Calculate the trip distribution for different hours of the weekend

hoursOfDay = np.sort(data_frame['src hourOfDay'].astype(int).unique())
clusterDistributionHourOfDay_weekend = np.zeros((len(hoursOfDay),numClusters))
for k, hour in enumerate(hoursOfDay):
    slectedInds = (data_frame['src hourOfDay'].astype(int) == hour) & (data_frame['dayOfWeek'] >= 5)
    currDistribution, _ = np.histogram(clusterInds[slectedInds], bins=numClusters)
    clusterDistributionHourOfDay_weekend[k,:] = currDistribution[sortedClusterInds]

fig, ax = plt.subplots(nrows=1,ncols=1,figsize=(12,6))
ax.set_title('Trip Distribution during Weekends', fontsize=12)
ax.imshow(clusterDistributionHourOfDay_weekend); ax.grid('off')
ax.set_xlabel('Trip Cluster'); ax.set_ylabel('Hour of Day')

Calculate the trip distribution for day of week

daysOfWeek = np.sort(data_frame['dayOfWeek'].unique())
clusterDistributionDayOfWeek = np.zeros((len(daysOfWeek),numClusters))
for k, day in enumerate(daysOfWeek):
    slectedInds = data_frame['dayOfWeek'] == day
    currDistribution, _ = np.histogram(clusterInds[slectedInds], bins=numClusters)
    clusterDistributionDayOfWeek[k,:] = currDistribution[sortedClusterInds]

plt.figure(figsize=(12,5)); plt.title('Trip Distribution throughout the Week')
plt.imshow(clusterDistributionDayOfWeek); plt.grid('off')
plt.xlabel('Trip Cluster'); plt.ylabel('Day of Week')
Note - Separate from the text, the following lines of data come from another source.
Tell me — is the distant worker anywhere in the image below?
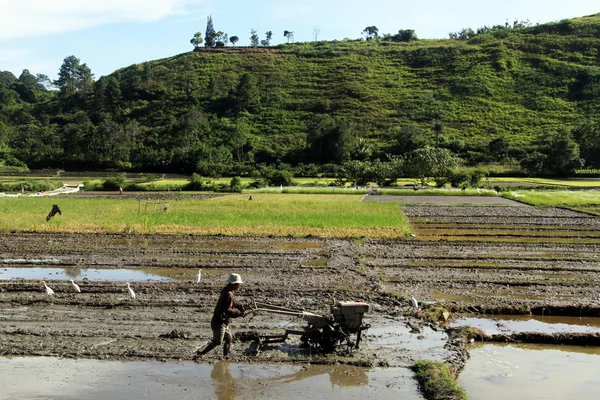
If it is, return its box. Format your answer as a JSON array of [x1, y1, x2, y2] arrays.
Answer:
[[46, 204, 62, 221], [194, 274, 247, 360]]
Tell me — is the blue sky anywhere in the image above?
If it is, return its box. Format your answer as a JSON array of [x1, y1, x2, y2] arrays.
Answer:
[[0, 0, 600, 79]]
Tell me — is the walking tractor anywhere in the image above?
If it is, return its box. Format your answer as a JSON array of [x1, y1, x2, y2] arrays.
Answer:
[[236, 300, 371, 353]]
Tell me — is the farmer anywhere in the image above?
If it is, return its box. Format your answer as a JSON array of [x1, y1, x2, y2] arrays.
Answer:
[[194, 274, 246, 360]]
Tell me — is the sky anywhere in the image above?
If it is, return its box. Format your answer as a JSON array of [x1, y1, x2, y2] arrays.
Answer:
[[0, 0, 600, 79]]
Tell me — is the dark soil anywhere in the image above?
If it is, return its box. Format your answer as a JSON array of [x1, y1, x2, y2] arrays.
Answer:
[[0, 203, 600, 371]]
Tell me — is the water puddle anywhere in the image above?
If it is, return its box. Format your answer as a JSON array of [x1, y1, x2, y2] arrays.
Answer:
[[431, 293, 477, 303], [0, 268, 186, 282], [115, 238, 325, 250], [473, 288, 581, 301], [458, 344, 600, 400], [450, 315, 600, 335], [365, 320, 448, 361], [304, 258, 327, 268], [0, 357, 422, 400], [0, 258, 61, 264]]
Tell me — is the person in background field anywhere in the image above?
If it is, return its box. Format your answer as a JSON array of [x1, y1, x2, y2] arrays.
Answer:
[[194, 274, 246, 360]]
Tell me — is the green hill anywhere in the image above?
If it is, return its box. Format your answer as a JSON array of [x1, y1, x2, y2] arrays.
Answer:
[[0, 14, 600, 173]]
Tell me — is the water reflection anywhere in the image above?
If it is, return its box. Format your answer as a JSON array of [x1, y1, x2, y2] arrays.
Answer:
[[0, 357, 422, 400], [0, 268, 171, 282], [210, 362, 237, 400], [450, 315, 600, 335], [459, 344, 600, 400], [210, 362, 369, 400]]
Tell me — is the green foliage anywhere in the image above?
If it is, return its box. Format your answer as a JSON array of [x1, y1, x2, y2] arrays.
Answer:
[[413, 360, 468, 400], [229, 176, 243, 191], [204, 15, 217, 47], [0, 15, 600, 177], [0, 180, 62, 193], [405, 146, 460, 186], [190, 32, 203, 49], [447, 168, 489, 189], [250, 29, 259, 47], [184, 172, 206, 191], [102, 175, 125, 190]]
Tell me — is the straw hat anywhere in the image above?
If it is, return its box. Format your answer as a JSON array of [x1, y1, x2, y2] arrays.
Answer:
[[227, 274, 244, 285]]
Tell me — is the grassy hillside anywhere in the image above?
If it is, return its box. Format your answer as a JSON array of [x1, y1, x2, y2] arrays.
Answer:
[[0, 14, 600, 171]]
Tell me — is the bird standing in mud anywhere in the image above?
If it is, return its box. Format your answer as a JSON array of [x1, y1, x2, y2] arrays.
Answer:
[[71, 279, 81, 293], [127, 282, 135, 300], [410, 296, 419, 308], [42, 281, 54, 296]]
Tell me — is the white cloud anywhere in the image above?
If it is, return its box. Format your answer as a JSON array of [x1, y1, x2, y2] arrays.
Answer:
[[0, 0, 204, 40]]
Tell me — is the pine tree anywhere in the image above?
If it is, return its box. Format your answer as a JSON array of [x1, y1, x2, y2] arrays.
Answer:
[[204, 15, 216, 47]]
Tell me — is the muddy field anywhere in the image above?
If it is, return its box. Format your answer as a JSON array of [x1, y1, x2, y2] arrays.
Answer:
[[0, 200, 600, 376]]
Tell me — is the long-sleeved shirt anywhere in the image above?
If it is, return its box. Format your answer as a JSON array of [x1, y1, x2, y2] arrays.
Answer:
[[211, 285, 242, 325]]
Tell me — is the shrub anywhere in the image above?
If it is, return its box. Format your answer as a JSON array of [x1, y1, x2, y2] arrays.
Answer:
[[183, 172, 205, 190], [102, 175, 125, 190], [229, 176, 243, 191]]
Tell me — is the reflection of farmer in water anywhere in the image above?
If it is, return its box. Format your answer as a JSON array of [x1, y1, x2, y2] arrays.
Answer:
[[210, 362, 237, 400], [267, 365, 369, 388], [194, 274, 246, 359]]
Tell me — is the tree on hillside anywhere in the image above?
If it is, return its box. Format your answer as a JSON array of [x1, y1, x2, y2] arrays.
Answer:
[[190, 32, 203, 49], [54, 56, 94, 95], [306, 115, 353, 164], [35, 74, 53, 90], [235, 72, 260, 112], [250, 29, 259, 47], [573, 120, 600, 168], [215, 31, 228, 47], [405, 146, 460, 186], [383, 29, 418, 42], [362, 25, 379, 40], [448, 28, 477, 40], [544, 129, 581, 177], [204, 15, 217, 47], [0, 71, 17, 89], [313, 26, 321, 42], [260, 31, 273, 47], [283, 31, 294, 43]]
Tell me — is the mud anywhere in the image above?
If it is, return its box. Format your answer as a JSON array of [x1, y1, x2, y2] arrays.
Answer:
[[0, 206, 600, 378], [458, 344, 600, 400]]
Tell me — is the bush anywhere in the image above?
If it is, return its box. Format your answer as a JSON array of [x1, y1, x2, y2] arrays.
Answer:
[[0, 181, 62, 192], [102, 175, 125, 190], [229, 176, 243, 191], [183, 172, 205, 190]]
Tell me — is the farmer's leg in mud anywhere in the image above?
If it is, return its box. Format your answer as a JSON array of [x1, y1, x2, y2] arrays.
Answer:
[[194, 323, 231, 358], [223, 327, 233, 357]]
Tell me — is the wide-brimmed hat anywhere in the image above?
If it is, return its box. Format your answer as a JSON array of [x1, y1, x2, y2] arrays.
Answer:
[[227, 274, 244, 285]]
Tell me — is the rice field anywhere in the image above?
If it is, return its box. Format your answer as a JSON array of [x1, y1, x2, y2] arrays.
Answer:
[[503, 190, 600, 209], [0, 193, 409, 238]]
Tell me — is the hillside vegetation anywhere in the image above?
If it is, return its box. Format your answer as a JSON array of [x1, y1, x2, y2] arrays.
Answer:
[[0, 14, 600, 175]]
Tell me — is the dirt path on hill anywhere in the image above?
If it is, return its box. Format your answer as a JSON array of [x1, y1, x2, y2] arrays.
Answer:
[[0, 206, 600, 366]]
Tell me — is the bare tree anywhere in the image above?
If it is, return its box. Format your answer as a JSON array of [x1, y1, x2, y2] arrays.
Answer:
[[283, 31, 294, 43], [313, 26, 321, 42]]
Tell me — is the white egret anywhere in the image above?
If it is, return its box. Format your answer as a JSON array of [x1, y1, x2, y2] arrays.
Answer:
[[71, 279, 81, 293], [410, 296, 419, 308], [42, 281, 54, 296], [127, 282, 135, 300]]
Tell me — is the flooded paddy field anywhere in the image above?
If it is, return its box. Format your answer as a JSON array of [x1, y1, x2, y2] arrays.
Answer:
[[0, 357, 422, 400], [0, 200, 600, 398], [458, 344, 600, 400]]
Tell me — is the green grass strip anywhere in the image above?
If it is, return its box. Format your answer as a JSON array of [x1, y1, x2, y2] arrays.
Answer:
[[413, 360, 468, 400]]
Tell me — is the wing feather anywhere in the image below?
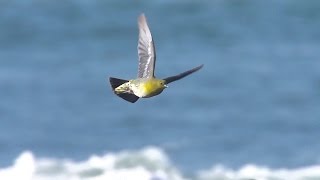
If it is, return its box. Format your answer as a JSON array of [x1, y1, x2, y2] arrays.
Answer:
[[138, 14, 156, 78]]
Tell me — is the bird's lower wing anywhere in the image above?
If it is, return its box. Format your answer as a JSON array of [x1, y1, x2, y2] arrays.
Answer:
[[164, 64, 203, 84]]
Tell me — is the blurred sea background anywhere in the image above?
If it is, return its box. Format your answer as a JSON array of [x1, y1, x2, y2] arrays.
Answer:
[[0, 0, 320, 180]]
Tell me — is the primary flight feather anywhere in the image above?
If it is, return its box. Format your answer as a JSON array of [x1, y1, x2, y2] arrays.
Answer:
[[109, 14, 203, 103]]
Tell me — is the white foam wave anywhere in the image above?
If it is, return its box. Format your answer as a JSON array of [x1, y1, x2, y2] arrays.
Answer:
[[0, 147, 320, 180], [198, 164, 320, 180]]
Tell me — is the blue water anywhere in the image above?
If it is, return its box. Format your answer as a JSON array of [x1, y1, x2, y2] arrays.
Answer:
[[0, 0, 320, 174]]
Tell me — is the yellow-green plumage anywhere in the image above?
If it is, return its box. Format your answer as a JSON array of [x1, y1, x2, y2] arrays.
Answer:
[[109, 14, 203, 103]]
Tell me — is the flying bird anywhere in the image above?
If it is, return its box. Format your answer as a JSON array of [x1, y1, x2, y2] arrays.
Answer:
[[109, 14, 203, 103]]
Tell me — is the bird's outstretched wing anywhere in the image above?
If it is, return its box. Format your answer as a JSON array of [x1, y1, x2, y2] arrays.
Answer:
[[138, 14, 156, 78], [163, 64, 203, 84]]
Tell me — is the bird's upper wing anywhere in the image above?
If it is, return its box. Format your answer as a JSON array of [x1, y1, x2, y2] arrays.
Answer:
[[138, 14, 156, 78], [163, 64, 203, 84]]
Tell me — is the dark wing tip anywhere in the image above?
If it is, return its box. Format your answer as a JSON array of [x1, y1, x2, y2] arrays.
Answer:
[[109, 77, 128, 90], [164, 64, 204, 84]]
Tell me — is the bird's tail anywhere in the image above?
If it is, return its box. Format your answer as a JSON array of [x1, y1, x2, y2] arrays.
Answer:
[[109, 77, 139, 103]]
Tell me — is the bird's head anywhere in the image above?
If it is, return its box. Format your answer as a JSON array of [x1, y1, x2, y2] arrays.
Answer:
[[157, 79, 168, 89]]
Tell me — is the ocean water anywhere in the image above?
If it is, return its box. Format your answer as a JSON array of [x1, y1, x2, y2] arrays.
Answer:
[[0, 0, 320, 180]]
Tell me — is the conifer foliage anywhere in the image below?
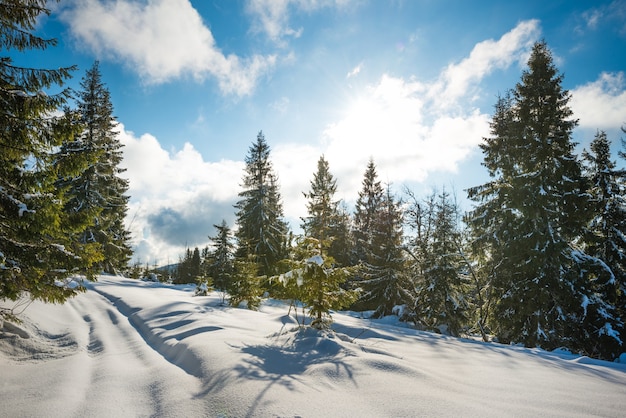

Calculate the trip distribution for day of year

daysOfYear = data_frame['dayOfYear'].unique()
daysOfYear = np.sort(daysOfYear)
clusterDistributionDayOfYear = np.zeros((len(daysOfYear),numClusters))
for k, day in enumerate(daysOfYear):
    slectedInds = data_frame['dayOfYear'] == day
    currDistribution, _ = np.histogram(clusterInds[slectedInds], bins=numClusters)
    clusterDistributionDayOfYear[k,:] = currDistribution[sortedClusterInds]

fig, ax = plt.subplots(nrows=1,ncols=1,figsize=(10,16))
ax.set_title('Trip Distribution throughout the Year', fontsize=12)
ax.imshow(clusterDistributionDayOfYear); ax.grid('off')
ax.set_xlabel('Trip Cluster'); ax.set_ylabel('Day of Year')
ax.annotate('Large Snowstorm', color='r', fontsize=15 ,xy=(5, 21), xytext=(20, 17),
            arrowprops=dict(facecolor='red', shrink=0.03))
ax.annotate('Memorial Day', color='r', fontsize=15, xy=(5, 151), xytext=(20, 157),
            arrowprops=dict(facecolor='red', shrink=0.03))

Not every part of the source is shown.